Laurent series expansion around non-isolated singularities Is it possible to have a Laurent series expansion about non-isolated singularity? For example, take $$f(z) = \tan \dfrac{1}{z}$$ about $z = 0$.
 A: Yes.  A Laurent series around $z=a$ can converge in an annulus $r < |z-a| < R$.  There is nothing to prevent the existence of infinitely many singularities near $a$.  So your example will have a Laurent series in each annulus $\dfrac{2}{(2k+1)\pi} < |z| < \dfrac{2}{(2k-1)\pi}$ for positive integers $k$.

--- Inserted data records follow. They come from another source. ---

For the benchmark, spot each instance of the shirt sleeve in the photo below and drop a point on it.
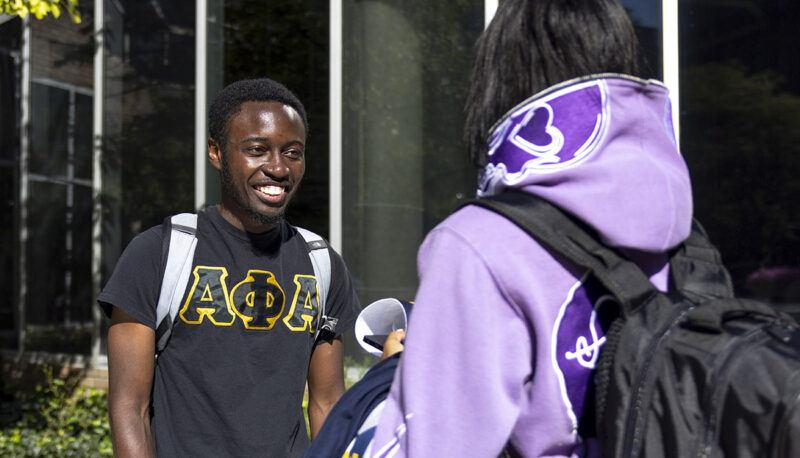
(133, 285)
(468, 354)
(342, 302)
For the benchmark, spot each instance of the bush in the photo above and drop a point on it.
(58, 419)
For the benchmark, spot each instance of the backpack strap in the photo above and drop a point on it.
(696, 267)
(178, 244)
(561, 234)
(321, 260)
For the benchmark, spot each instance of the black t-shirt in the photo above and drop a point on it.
(231, 380)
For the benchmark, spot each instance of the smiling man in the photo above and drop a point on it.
(231, 380)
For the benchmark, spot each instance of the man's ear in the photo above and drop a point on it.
(214, 154)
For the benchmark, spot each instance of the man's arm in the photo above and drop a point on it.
(325, 382)
(131, 360)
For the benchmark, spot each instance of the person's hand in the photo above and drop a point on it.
(393, 343)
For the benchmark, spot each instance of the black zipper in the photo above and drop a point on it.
(634, 426)
(706, 434)
(782, 430)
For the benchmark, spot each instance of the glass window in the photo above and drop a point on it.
(48, 139)
(56, 279)
(148, 118)
(406, 71)
(740, 102)
(9, 153)
(646, 18)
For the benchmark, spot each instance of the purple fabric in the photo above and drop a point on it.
(503, 337)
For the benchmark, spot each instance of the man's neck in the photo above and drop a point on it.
(240, 219)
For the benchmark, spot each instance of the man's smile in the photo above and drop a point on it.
(270, 193)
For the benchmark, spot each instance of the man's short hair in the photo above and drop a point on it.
(228, 102)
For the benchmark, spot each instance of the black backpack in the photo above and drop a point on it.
(695, 372)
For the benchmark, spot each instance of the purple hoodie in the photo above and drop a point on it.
(503, 337)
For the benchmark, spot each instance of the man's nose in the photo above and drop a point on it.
(275, 165)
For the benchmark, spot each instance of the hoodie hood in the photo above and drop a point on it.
(603, 149)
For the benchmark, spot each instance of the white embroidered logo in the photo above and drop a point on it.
(586, 353)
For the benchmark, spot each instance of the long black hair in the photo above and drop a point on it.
(533, 44)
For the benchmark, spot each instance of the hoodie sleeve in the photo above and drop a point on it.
(468, 355)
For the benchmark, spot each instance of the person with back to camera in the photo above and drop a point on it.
(500, 349)
(231, 380)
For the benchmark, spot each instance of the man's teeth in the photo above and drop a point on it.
(271, 190)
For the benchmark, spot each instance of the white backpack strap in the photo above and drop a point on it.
(177, 268)
(321, 260)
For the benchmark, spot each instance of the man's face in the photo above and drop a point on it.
(262, 164)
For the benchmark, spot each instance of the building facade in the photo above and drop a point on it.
(103, 134)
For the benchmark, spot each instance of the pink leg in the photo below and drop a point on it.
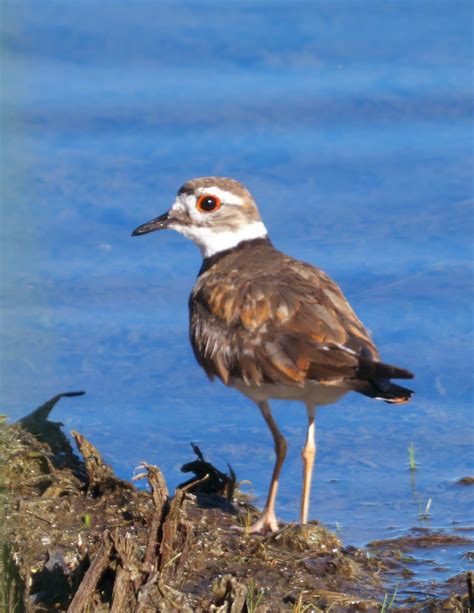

[EDIT to answer @aschepler's comment]
$\tan(z)$ has simple poles at $\pm (k-1/2)\pi$ for each positive integer $k$, with residues $-1$.  Thus $\tan(z)+\dfrac{1}{z-k+1/2}+\dfrac{1}{z+k-1/2}$ has removable singularities at $\pm (k-1/2)\pi$;  removing the singularities you have a function analytic in $\dfrac{2}{(2k+1)\pi} < |z| < \dfrac{2}{(2k-3)\pi}$ (or $\infty$ if $k=1$).  The difference between the coefficient of $z^n$ in the Laurent series of $\tan(z)$ in the two annuli $\dfrac{2}{(2k+1)\pi} < |z| < \dfrac{2}{(2k-1)\pi}$ and $\dfrac{2}{(2k-1)\pi} < |z| < \dfrac{2}{(2k-3)\pi}$ is the difference between these coefficients in the Laurent series of $-\dfrac{1}{z-k+1/2}-\dfrac{1}{z+k-1/2}$ in $|z| <  \dfrac{2}{(2k-1)\pi}$ and $|z| >  \dfrac{2}{(2k-1)\pi}$.